Combine the sugar, corn syrup and the remaining 1/4 cup of water in a saucepan and bring to a boil over medium-high heat. Cook until the mixture reaches 240°F on a candy thermometer. Remove from heat. With the mixer running on low speed, gradually pour the syrup down the side of the mixer bowl into the gelatin mixture. When all the syrup is added, increase to high speed and beat for 6 minutes, until the mixture is thick and opaque. Beat in vanilla extract. Immediately transfer the mixture to a piping bag and pipe the marshmallow on top of each pie. Alternatively you may spoon the mixture on top of the pies.

Lightly brown the marshmallow with a kitchen torch, or under a well-preheated broiler in the oven (watching very carefully!).

Add decors: Sprinkle rose petals over marshmallow while it is still sticky. Add gold leaf with kitchen-dedicated tweezers. Zest ribbons of lemon peel and garnish with the peel just before serving so it is fresh and fragrant.

link Mini Lemon Marshmallow Pies By Published: Mini Lemon Marshmallow Pies Recipe


  1. We have a Meyer lemon tree and today is the day I plan to make a big batch of curd and can it. You hit all of my favorite flavor notes with this beautiful recipe-- my favorite pastry crust, lemon curd and marshmallow! Lemon is my chocolate. Your version is absolutely gorgeous! When are you going to make a calendar with some of your best food shots? I'd buy them!

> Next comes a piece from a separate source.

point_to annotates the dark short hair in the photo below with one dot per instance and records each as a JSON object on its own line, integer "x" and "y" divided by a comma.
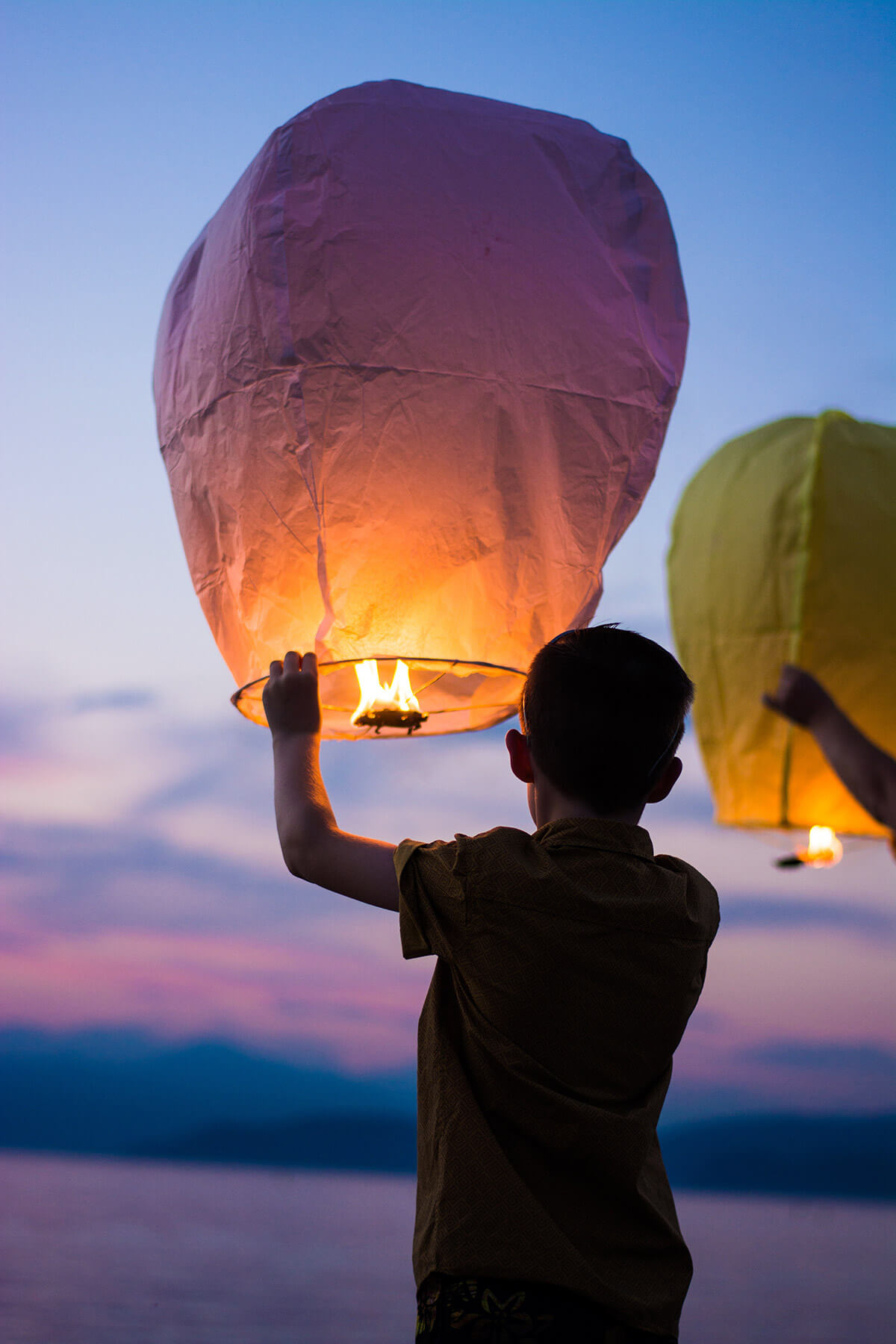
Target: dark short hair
{"x": 603, "y": 712}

    1. Debby, you are the sweetest! Thank you for the kind words. How wonderful to have your own Meyer lemon tree. I bet your lemon curd is the best ever!

  2. These look utterly gorgeous, can't wait to try these out! Where did you get those beautiful little gold forks as well, I love them!

    1. Thank you Rachel! The little gold fork is from a set of mini coffee spoons and fruit forks. You can find them at the following link.


  3. These mini pies look so cute! I love that flavors combination - so delicious ♥

  4. I try not to ask questions with obvious answers, but... I am going to make these on Sunday and take them to school for a fellow teacher's birthday on Monday. I know meringue would weep, but am not sure how the marshmallow will fare if I torch it on Sunday night. Do you suppose it will keep and hold up ok? I hate to go to all the work of making these, ( and they look delicious!), but I want them to still be presentable the next day. Thank You!

    1. Hi! That's a very good question! I have two pies remaining with toasted marshmallow in the refirgerator, and they've been kept in an airtight cupcake carrier for 6 days with no weeping! Marshmallow is definitely more stable. You should be good to go! I wish I could add a picture here for you to see. They look as good as they did on day 1. Good luck with the recipe!